THEATER REVIEW: Cabaret is Back Again… and Edgier than Ever

One of the supreme classics of musical theater seen here in a brilliantly theatrical staging.

The 2017 National Tour of Roundabout Theatre’s Cabaret. (Photo by Joan Marcus)

Kander and Ebb’s musical Cabaret is now 50 years old. It’s never been out of the spotlight, but at times of political uncertainty, the show takes on special resonance. We’re deep in one of those times now—though in fact, the presidential election has nothing to do with this tour, which derives from a 2014 Broadway revival that was itself a revival of a landmark production by co-directors Sam Mendes and Rob Marshall.

Part of Cabaret’s staying power is its theatrical permutability, a rare quality in a musical. Each new Hello, Dolly! looks pretty much like the last one—but every generation reinvents Cabaret along strikingly new lines. Harold Prince’s original defined the show as radical in 1966; six years later, Bob Fosse rebuilt it for his hit movie adaptation. 

Mendes and Marshall infuse their stage version with some of Fosse’s in-your-face sexuality, but they take it even further. This Cabaret is louche, edgy, pansexual. As seen at the Academy, seventeen years after this production’s premiere, it has only grown more extreme. (Cabaret was never exactly family-friendly, but this time, it’s most emphatically not for kids.)
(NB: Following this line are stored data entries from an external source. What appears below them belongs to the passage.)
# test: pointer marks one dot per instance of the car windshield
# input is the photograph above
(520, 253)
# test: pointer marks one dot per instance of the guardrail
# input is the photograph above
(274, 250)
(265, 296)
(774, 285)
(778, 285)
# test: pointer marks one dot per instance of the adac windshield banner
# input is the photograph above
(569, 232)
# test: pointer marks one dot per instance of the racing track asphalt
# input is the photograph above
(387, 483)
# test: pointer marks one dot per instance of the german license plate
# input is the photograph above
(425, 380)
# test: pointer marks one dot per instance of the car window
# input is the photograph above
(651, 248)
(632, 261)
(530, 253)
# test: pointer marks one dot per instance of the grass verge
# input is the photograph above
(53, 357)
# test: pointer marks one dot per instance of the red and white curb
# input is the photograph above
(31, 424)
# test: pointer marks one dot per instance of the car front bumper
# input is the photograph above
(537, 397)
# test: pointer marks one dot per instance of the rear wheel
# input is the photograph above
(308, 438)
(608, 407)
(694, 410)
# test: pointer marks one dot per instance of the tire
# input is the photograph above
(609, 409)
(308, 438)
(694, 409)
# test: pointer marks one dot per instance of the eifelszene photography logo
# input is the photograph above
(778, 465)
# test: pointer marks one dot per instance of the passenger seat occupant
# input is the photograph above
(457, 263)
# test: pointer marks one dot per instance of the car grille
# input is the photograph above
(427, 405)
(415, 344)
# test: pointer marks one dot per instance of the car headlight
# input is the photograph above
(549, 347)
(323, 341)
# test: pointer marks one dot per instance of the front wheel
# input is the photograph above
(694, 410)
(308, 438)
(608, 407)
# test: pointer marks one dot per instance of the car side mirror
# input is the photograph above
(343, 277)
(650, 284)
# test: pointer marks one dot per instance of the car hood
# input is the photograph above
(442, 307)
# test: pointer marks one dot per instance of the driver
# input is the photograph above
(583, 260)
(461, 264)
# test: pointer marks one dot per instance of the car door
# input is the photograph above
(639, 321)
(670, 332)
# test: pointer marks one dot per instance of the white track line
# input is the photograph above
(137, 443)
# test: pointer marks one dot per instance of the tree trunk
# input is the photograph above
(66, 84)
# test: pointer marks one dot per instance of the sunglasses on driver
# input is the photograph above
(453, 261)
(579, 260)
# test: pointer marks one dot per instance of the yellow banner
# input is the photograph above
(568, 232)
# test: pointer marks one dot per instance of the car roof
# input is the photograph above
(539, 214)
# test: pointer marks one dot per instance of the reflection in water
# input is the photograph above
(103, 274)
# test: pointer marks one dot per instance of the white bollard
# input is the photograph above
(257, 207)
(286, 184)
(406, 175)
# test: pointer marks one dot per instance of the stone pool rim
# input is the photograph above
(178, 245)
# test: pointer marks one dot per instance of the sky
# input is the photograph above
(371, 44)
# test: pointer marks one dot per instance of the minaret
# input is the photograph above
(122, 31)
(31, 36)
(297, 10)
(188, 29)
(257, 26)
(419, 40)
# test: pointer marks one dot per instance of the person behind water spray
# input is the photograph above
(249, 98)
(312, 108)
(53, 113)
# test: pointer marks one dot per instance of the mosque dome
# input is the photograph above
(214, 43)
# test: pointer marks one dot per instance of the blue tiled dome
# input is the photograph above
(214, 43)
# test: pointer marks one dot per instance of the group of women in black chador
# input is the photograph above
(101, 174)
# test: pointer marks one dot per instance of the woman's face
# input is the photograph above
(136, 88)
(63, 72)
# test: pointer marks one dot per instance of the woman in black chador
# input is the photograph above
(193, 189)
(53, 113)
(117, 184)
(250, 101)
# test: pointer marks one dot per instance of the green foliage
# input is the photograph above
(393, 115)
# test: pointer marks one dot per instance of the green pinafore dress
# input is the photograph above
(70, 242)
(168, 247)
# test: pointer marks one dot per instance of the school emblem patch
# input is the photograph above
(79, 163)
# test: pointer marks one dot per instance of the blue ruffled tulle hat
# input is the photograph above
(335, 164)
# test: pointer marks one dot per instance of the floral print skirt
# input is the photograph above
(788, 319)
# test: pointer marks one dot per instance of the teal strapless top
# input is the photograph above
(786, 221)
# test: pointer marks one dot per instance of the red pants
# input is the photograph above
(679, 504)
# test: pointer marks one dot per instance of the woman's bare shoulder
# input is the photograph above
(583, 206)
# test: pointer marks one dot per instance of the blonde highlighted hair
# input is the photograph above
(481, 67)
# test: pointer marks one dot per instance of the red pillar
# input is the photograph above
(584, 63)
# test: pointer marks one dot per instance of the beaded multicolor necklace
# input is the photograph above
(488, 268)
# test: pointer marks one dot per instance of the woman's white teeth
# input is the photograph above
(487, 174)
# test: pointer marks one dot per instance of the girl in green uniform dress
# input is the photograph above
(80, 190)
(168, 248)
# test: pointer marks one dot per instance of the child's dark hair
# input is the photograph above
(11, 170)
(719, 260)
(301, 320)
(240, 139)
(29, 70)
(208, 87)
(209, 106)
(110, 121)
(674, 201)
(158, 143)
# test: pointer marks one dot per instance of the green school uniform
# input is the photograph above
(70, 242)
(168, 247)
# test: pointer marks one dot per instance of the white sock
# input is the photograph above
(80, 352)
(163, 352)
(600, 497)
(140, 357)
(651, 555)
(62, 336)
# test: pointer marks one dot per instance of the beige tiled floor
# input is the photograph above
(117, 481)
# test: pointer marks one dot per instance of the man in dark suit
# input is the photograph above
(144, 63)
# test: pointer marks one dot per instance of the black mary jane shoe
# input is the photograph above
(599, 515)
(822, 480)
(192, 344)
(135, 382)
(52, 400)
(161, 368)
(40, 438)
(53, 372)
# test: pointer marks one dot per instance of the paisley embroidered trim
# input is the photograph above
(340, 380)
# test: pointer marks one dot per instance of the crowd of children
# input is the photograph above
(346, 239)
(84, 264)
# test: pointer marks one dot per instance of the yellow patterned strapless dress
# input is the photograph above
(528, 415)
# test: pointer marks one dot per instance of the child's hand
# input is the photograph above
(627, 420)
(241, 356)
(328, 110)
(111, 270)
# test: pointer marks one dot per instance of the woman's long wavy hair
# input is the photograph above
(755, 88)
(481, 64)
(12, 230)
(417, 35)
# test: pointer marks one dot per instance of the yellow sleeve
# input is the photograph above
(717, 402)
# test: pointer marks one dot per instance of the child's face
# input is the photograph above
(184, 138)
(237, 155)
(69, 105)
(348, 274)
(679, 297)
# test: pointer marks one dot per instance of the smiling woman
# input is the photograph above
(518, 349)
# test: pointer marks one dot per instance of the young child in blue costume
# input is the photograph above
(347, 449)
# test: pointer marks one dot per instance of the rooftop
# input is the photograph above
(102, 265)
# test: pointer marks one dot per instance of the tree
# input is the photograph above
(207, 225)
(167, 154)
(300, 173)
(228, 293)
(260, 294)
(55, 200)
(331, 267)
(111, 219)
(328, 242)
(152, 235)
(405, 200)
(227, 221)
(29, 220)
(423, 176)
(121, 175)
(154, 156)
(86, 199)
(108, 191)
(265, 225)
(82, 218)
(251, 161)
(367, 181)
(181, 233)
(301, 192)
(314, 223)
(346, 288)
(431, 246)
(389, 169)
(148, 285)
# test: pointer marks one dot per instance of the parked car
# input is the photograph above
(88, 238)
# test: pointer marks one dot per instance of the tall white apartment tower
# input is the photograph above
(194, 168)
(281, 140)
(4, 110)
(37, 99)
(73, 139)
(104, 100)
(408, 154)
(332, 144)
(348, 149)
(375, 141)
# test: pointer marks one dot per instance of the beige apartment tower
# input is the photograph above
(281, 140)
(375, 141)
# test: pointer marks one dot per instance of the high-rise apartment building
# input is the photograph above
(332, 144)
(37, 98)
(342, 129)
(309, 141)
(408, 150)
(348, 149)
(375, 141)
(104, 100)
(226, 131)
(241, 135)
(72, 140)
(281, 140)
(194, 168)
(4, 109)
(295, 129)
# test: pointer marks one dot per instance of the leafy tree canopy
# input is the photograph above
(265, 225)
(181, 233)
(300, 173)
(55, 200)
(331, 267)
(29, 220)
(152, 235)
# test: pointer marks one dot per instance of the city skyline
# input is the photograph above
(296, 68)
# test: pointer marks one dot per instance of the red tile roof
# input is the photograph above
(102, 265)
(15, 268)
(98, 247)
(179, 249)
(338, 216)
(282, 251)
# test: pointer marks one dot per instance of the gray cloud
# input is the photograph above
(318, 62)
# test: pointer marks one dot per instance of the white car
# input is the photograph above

Joey Khoury, Jon Peterson, and Chelsey Clark in the 2017 National Touring production of Roundabout Theatre Company's CABARET. (Photo by Joan Marcus)

Joey Khoury, Jon Peterson, and Chelsey Clark in Cabaret. (Photo by Joan Marcus)

I mean that in a positive sense. Mendes-Marshall’s Cabaret is a brilliant piece of theater, and it looks as good as ever here—in fact, I’ve seen the staging three times over the years (once on Broadway, twice on tour), and what I saw at the Academy last night strikes me as perhaps the most vividly acted of all. Sometimes, tours look tired or skimpy, but not this one—everything is in tip-top shape, from the onstage full orchestra, to Leigh Ann Larkin’s driven, hard-as-nails Sally Bowles.

My reservations have more to do with the concept. I’m sure Mendes and Marshall thought this grittier Cabaret would add immediacy and resonance to the central theme of political culpability. But to me, it paradoxically makes it easier to dismiss. Seen here, the decision to join the Nazis looks like the last gasp of desperate outsiders; whereas the respectability of Harold Prince’s original—steeped in a kind of shabby but genteel middle-class-ness—was ultimately far more jolting… and more accurate.

Still, in any form, Cabaret remains one of the supreme classic pieces of musical theater; more than that, it’s ever-modern, and the punchy stagecraft seen here makes that point dazzlingly.